When poetry reviews become more about gatekeeping than reviewing.

This is a continuation of the previous blog post--which mentioned long-time Long Beach poet/writer/ex-NEXT magazine editor G. Murray Thomas and his attempts as a reviewer to alert poets re what they SHOULD be writing to meet his standards of "depth" and "craft."

It's the eternal conundrum for a critic/reviewer: to evaluate poems in terms of the standards the poet aspires to (entertainment, profundity, mastery of form, etc.) or to take the easier path of reviewing the poetry the critic/reviewer would LIKE to see.

As I evaluate them, Murray's reviews tend to be 25% of the former and 75% of the latter.

To make a brief lapse into Ad Hominism, someone I'll refer to as Infante Terrible has caterwauled on his blog about wanting to determine what poets and poetry should "survive."

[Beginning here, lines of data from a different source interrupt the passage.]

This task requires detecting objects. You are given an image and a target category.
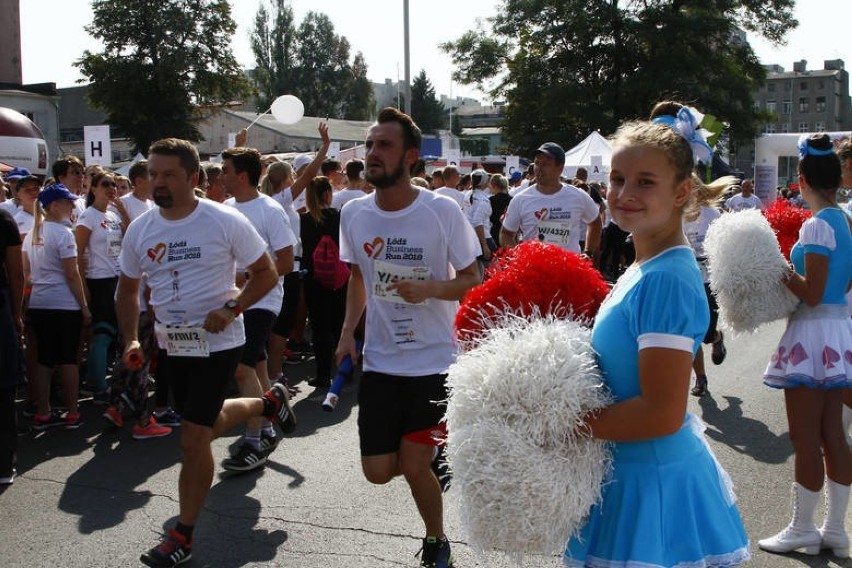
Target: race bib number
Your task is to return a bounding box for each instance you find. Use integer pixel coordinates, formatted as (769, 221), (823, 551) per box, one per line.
(538, 221), (571, 246)
(107, 231), (121, 260)
(156, 325), (210, 357)
(373, 260), (432, 304)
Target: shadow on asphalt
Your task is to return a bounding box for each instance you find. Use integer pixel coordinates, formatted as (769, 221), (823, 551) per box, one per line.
(698, 390), (793, 464)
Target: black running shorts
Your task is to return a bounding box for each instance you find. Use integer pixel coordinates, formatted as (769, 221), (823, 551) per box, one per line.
(240, 309), (278, 368)
(157, 346), (243, 428)
(358, 371), (447, 456)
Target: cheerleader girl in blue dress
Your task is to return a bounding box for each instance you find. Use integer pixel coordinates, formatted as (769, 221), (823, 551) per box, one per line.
(758, 134), (852, 558)
(564, 117), (750, 568)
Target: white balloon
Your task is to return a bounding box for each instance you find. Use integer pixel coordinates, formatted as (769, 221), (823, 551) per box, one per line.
(272, 95), (305, 124)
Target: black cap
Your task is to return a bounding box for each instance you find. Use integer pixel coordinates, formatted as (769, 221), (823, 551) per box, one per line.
(533, 142), (565, 164)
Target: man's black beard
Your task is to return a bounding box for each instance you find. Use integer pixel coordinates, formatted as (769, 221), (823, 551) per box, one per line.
(153, 191), (175, 209)
(366, 160), (405, 189)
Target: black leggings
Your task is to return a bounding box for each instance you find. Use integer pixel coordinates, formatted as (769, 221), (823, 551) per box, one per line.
(304, 276), (346, 384)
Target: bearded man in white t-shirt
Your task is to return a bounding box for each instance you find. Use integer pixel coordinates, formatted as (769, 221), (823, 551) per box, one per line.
(116, 138), (295, 566)
(724, 179), (763, 211)
(500, 142), (602, 257)
(337, 108), (481, 568)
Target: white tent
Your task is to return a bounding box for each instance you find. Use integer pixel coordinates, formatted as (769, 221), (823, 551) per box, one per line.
(115, 152), (145, 177)
(562, 131), (612, 181)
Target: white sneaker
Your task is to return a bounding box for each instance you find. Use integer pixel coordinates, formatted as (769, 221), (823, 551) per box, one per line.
(757, 525), (822, 556)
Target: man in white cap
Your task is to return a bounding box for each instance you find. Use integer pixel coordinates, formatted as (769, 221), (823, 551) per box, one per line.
(500, 142), (601, 257)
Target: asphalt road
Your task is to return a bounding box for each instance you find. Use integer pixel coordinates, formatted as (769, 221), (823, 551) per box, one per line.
(0, 324), (852, 568)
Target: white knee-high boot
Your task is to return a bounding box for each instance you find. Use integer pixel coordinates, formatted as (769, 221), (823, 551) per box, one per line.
(819, 479), (849, 558)
(843, 404), (852, 447)
(757, 482), (822, 555)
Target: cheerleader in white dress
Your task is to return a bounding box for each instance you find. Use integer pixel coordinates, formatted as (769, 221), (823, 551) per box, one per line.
(759, 134), (852, 558)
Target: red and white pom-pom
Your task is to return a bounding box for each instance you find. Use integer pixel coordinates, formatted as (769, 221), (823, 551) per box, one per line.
(763, 199), (813, 260)
(455, 241), (609, 343)
(704, 209), (799, 333)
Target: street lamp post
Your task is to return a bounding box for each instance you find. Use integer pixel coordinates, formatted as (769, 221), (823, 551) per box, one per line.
(402, 0), (411, 116)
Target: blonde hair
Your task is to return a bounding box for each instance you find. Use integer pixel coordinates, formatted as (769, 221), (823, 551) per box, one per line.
(610, 121), (737, 219)
(305, 176), (334, 225)
(260, 162), (293, 196)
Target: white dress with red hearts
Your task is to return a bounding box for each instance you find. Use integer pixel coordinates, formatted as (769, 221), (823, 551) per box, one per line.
(763, 208), (852, 389)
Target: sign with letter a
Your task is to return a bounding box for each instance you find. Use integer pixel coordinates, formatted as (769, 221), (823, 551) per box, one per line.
(83, 124), (112, 168)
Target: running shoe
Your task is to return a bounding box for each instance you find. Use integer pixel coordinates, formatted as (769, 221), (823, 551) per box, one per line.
(139, 529), (192, 568)
(322, 392), (340, 412)
(260, 432), (280, 456)
(0, 467), (18, 485)
(133, 416), (172, 440)
(710, 331), (728, 365)
(32, 410), (65, 432)
(689, 375), (707, 397)
(418, 536), (454, 568)
(284, 349), (304, 365)
(64, 412), (83, 430)
(92, 388), (112, 406)
(154, 408), (180, 428)
(222, 444), (266, 471)
(432, 444), (453, 493)
(287, 340), (314, 355)
(119, 391), (136, 412)
(101, 404), (124, 428)
(263, 383), (296, 434)
(21, 400), (37, 418)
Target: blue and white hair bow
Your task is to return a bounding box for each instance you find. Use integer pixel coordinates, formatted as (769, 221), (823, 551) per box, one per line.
(798, 134), (834, 160)
(651, 106), (713, 164)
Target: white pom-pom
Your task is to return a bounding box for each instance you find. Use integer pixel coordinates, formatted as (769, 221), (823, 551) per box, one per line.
(704, 209), (799, 333)
(447, 316), (611, 555)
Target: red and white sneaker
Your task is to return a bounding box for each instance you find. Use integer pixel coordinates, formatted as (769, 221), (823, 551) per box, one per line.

And when poets (especially those who haven't made a huge impression outside of their own cliques/scenes) decide to become gatekeepers, they seem to be desperate to make a mark on poetry in any way possible--for a few momentary opinions *with their byline) to "survive" after they leave the Earth. If that turns out to be tilted-nose disdain for self-published chapbooks or throwing spitballs at Billy Collins because he sells too many books, then so be it.

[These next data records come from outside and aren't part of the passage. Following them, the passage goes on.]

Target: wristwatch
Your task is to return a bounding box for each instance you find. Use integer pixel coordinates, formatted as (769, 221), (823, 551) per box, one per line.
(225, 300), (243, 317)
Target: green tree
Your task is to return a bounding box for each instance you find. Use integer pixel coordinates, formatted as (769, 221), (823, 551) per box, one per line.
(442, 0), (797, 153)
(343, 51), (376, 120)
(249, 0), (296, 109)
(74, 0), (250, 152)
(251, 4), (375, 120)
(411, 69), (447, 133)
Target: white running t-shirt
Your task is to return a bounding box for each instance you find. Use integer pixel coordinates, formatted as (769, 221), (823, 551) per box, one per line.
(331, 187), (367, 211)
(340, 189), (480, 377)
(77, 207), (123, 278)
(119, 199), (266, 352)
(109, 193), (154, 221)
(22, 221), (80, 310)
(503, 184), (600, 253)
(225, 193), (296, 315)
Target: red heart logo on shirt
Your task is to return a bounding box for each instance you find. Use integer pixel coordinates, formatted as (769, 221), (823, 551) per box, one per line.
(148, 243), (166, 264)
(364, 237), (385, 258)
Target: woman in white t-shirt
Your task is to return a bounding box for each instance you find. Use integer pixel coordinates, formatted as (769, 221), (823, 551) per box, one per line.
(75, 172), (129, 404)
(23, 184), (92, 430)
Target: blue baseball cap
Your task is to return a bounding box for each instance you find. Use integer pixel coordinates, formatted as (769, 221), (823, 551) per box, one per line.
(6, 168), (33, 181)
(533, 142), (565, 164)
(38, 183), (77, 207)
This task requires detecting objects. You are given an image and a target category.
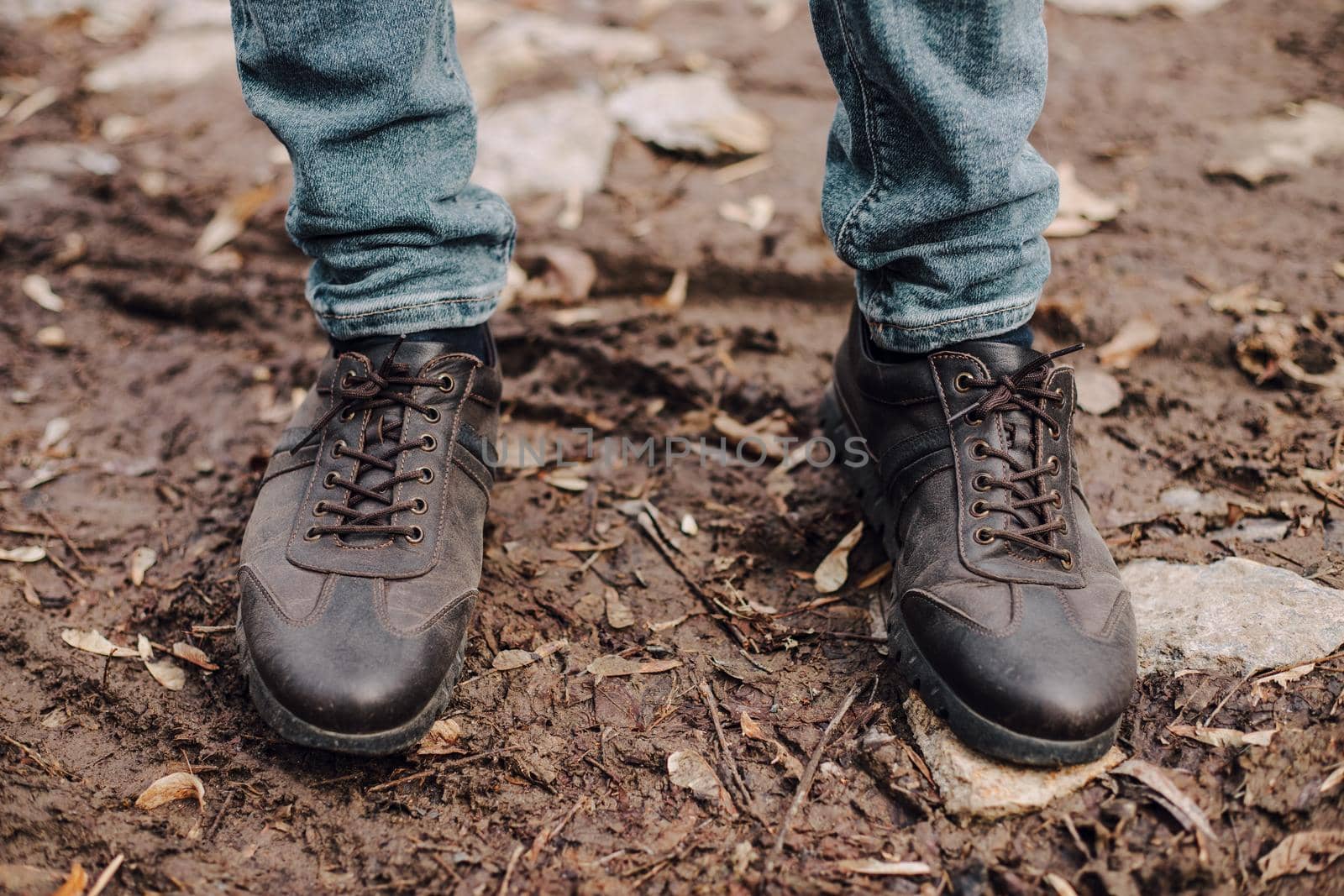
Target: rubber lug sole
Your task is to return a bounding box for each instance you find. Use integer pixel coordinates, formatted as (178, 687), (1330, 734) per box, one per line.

Ultimately, it's the public that makes the final decisions about the poetry that should "survive"--and it's the poet's job to carry on regardless of whatever reviews he/she receives for his/her labors.

Wednesday, October 7, 2009

You can set your watch by G. Murray Thomas' reviews.

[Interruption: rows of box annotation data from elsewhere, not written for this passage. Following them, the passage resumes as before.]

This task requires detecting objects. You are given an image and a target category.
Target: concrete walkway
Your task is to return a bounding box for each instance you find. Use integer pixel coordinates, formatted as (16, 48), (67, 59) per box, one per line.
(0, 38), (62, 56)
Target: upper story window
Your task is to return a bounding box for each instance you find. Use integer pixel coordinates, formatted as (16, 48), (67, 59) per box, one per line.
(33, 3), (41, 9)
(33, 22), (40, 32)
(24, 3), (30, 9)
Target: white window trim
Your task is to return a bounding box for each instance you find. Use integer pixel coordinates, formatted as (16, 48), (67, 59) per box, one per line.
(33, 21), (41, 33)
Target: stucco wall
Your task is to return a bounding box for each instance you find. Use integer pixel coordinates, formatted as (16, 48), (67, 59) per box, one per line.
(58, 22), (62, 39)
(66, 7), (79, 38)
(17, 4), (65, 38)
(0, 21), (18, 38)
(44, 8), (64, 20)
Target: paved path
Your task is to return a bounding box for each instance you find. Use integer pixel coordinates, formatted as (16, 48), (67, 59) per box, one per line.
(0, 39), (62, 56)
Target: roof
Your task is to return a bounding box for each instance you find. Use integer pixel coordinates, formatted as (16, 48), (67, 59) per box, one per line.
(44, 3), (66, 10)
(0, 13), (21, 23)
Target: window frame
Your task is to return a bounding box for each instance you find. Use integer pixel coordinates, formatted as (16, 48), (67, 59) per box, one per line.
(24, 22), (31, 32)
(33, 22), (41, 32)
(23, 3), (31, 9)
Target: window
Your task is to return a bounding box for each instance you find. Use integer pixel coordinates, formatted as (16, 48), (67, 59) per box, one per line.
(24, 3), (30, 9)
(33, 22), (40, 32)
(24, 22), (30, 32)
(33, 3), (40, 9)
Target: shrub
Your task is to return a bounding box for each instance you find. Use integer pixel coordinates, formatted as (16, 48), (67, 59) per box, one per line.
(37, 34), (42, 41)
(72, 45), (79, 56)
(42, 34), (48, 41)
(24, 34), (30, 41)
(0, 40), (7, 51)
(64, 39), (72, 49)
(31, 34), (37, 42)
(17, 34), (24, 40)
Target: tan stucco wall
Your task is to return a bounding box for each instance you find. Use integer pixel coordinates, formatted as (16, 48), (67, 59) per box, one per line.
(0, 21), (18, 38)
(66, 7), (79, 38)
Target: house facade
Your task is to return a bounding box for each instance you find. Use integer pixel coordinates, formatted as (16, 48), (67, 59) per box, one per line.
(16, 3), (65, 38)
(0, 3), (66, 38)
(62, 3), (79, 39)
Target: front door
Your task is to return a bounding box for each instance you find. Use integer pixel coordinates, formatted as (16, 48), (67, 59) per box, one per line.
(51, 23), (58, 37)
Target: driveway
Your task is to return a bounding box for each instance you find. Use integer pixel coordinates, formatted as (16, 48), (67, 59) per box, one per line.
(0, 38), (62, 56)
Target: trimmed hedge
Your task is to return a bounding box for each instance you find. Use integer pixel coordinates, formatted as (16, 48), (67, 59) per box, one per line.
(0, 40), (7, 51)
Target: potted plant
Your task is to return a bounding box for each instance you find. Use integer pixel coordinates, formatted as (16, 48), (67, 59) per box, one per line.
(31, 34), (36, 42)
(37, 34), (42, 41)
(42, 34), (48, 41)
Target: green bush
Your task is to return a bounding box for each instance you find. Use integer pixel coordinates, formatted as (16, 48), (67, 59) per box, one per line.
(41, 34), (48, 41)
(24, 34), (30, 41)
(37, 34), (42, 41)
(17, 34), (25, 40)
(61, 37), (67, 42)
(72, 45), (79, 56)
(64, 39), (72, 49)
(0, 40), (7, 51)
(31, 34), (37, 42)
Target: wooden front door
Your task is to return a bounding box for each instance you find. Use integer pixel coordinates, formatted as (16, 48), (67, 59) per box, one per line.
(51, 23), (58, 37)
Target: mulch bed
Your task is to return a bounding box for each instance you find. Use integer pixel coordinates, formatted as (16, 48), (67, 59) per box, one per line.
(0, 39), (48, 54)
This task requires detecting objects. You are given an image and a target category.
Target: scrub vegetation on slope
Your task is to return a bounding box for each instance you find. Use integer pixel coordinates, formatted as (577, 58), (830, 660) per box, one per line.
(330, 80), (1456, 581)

G. Murray Thomas stays consistent in adhering to his Len Goodman-esque yardstick of poetry "standards" (aka Let Only The Right Ones In). This month, long-time San Gabriel Valley poetry institution Don Kingfisher Campbell gets Murrayed (in a similar manner to what happened to me) on the POETIX reviews site:
http://www.poetix.net/reviews.htm

Also, there are more positive reviews of Orange County poetry institution Marcia Cohee and Elaine Mintzer's latest literary poetry offerings.

Friday, October 2, 2009

David Letterman outs himself re workplace affairs.

I just watched David Letterman confess having workplace affairs with female LATE SHOW staffers (and a producer of CBS' 48 HOURS trying to blackmail him for $2 million regarding this subject was arrested yesterday).

Having found this out before tuning into the show, the monologue--which included jokes about Roman Polanski, Mark Sanford and businessmen bringing their wives on business trips (relating somehow to Barack and Michelle Obama working together to bring the Olympics to Chicago)--was a bit creepy.

And so was the Paul Shaffer choice for play-in, play-out-of-commercial music:
The Rolling Stones' "Bitch."

A key lyric of the above song: "Love...is a bitch."

[Guessing that Bill Carter, who wrote THE LATE SHIFT (about Letterman and Leno jockeying to be The One to sit in Johnny Carson's vacant TONIGHT SHOW host's chair), won't have any trouble pitching a LATE SHIFT II to publishers.]
UPDATE as of October 6th:
Dave tried a second pass at an apology/explanation, and he's still upset about the extortion attempt. One fairly deft joke about how he can no longer do Bill Clinton/Mark Sanford material. Some contrition towards wife Regina. And, sort-of reversing a "they're welcome to come forward" comment the first time around, expressing worry for the staffers receiving attention from the media.

Short of any smoking guns related to sexual harassment and/or hush money (although it's being revealed that Letterman's involvement with assistant/occasional on-air foil Stephanie Birkitt continued after his marriage to Regina), I'm guessing this is the last on-the-show statement before Robert Joe Halderman's trial.